Despite widespread predictions that the sky will fall, Mr. Putin does not seem to think so. He called Mr. Bush's decision "an erroneous one," and in a televised address to the Russian people had this to say: "Today, when the world has confronted new threats, one should not allow a legal vacuum in the sphere of strategic stability. One should not undermine the regime of nonproliferation of weapons of mass destruction." Hardly fighting words.
The fact is that the Russians will continue to have enough nuclear warheads to overwhelm any missile defense system the United States might put in place, now and for the foreseeable future even with the proposed reduction of their arsenal to 1,200 to 2,200 intercontinental ballistic missiles. Mr. Putin knows this and has decided that other assets of the U.S.-Russian relationship are too valuable to sacrifice in the name of a lost cause.

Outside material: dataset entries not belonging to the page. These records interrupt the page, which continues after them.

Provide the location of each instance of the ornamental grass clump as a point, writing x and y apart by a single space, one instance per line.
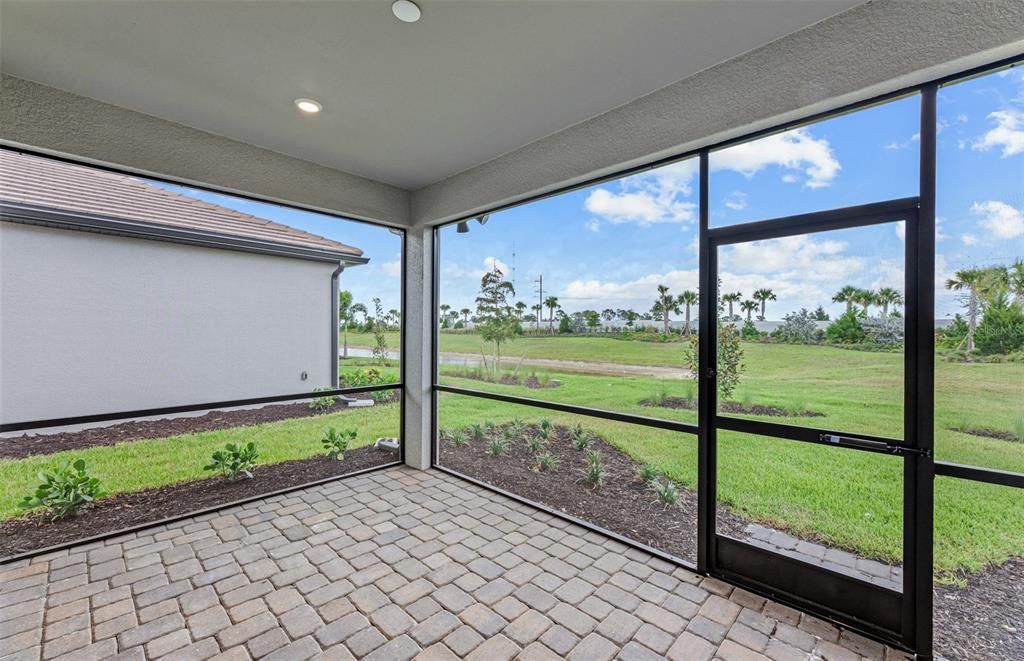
233 460
65 490
668 492
335 442
581 439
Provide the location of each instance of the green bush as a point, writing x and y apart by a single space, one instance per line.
846 329
336 442
1001 328
233 460
65 490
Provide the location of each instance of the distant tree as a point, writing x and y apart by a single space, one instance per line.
629 316
847 295
345 316
886 297
664 306
552 304
763 296
730 299
687 300
496 317
970 280
865 298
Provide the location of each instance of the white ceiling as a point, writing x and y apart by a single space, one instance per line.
407 104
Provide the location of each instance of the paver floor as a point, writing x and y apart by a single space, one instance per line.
391 565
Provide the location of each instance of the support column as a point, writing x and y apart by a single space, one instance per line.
418 325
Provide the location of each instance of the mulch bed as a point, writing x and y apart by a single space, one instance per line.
530 381
121 511
625 504
984 432
29 444
731 407
983 621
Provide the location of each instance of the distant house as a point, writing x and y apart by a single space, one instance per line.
118 295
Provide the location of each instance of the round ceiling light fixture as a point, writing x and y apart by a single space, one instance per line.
309 105
406 10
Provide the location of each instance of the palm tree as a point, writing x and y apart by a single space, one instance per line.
866 298
665 305
749 307
886 297
687 299
763 296
1015 275
847 295
971 280
734 297
537 313
552 304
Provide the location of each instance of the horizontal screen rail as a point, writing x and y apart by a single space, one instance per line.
644 421
185 408
819 221
977 474
817 436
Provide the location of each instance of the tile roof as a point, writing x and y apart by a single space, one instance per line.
49 183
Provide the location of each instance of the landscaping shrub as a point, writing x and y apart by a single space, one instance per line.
1001 328
846 329
233 460
336 442
65 490
730 358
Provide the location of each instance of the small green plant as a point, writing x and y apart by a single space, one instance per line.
581 439
547 463
233 460
65 490
322 404
594 473
498 445
647 473
458 437
336 442
668 492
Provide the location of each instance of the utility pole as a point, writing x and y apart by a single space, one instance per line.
540 300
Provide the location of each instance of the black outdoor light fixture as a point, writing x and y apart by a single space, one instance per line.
463 226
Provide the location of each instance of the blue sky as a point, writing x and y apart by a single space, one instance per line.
611 245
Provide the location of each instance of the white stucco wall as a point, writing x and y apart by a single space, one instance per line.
92 323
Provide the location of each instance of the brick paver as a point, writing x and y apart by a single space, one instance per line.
396 564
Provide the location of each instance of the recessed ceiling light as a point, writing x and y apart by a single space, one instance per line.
406 10
309 105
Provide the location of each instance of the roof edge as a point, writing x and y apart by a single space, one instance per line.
49 217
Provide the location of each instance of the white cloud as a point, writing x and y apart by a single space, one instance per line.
1008 134
999 219
796 149
736 201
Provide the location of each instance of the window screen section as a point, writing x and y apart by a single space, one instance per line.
588 298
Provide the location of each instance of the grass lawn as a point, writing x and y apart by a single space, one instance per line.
139 465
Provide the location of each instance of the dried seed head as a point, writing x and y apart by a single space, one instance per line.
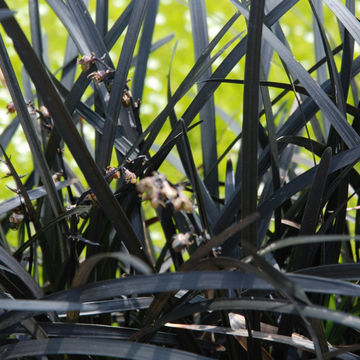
15 220
181 241
126 100
86 62
115 174
99 76
10 108
129 176
44 111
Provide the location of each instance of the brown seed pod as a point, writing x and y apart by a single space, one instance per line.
181 241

This is just one of the extraordinary steps the Russian leader has taken in the aftermath of September 11 to align his country more closely with the United States. Mr. Putin's stated eagerness to join the fight against terrorism and his toned-down rhetoric on NATO expansion come to mind.
The intriguing, if somewhat obvious, question remains, "why?" An informal survey of the scholars at the Hoover Institution at Stanford University the mother of all think-tanks and a place where the Soviet Union and Russia has been studied for the better part of a century suggests that Mr. Putin has not fundamentally changed, but is simply acting in what he believes to be Russia's long-term interest. Says Russia scholar and former U.S. arms control negotiator Richard Starr, "Look at his KGB background. It provides the prism through which he sees the world."
Carte blanche on how to deal with Russia's own domestic uprising in Chechnya is a trade-off, and the Bush administration for now seems to give Russia that. The prospect of a proposed Russian pact with NATO, which may give the Russians effective veto rights over decisions on European security, is no doubt a motivating factor. Another is membership in the World Trade Organization, with the potential for foreign investment it brings. Indeed, Russia stands to gain much from a closer relationship with the United States.
Just don't call Mr. Putin a convert to American values. Says John Dunlop, who among other things writes a weekly newsletter on Chechnya: "Everything he does is pretense. He is a virtual democrat, a virtual Christian. It is all rhetoric."
"My guess is that we're moving into a period of sustained economic growth coupled with Potemkin-like democracy," says Michael McFaul, author of "Russia's Unfinished Revolution: Political Change from Gorbachev to Putin." "Still, pseudo-democracy is better than none at all." Mr. Putin is moving his economic agenda forward at great speed, and at the same time as dividing his political opposition and cracking down on dissent. Barely a ripple was caused by the recent closing of Russia's last independent television station, NTV.
Still, re-establishing Russia as a great power is a gargantuan task. In the ambition to achieve national greatness, Mr. Putin can look to Peter the Great the man who made Mr. Putin's hometown of St. Petersburg the capital of the Russian empire. With a dramatically declining birth rate, Russia will have to rely on immigration for its work force. Its basic infrastructure is in an advanced state of decay; likewise, its education and health care systems.
As for Mr. Putin's decision to allow the United States the use of Russian airfields (if only for humanitarian relief) and to give his blessing to the Central Asian republics to cooperate as well, Mr. McFaul believes that he simply had to go with his gut instinct, as opposed to advice from his military planners. To see Russia as a reliable American ally, in other words, is greatly premature. Says Mr. McFaul, "They are moving in the right direction, but they are France, not Britain."

Helle Bering Dale is editorial page editor of The Washington Times. Her column appears on Wednesdays.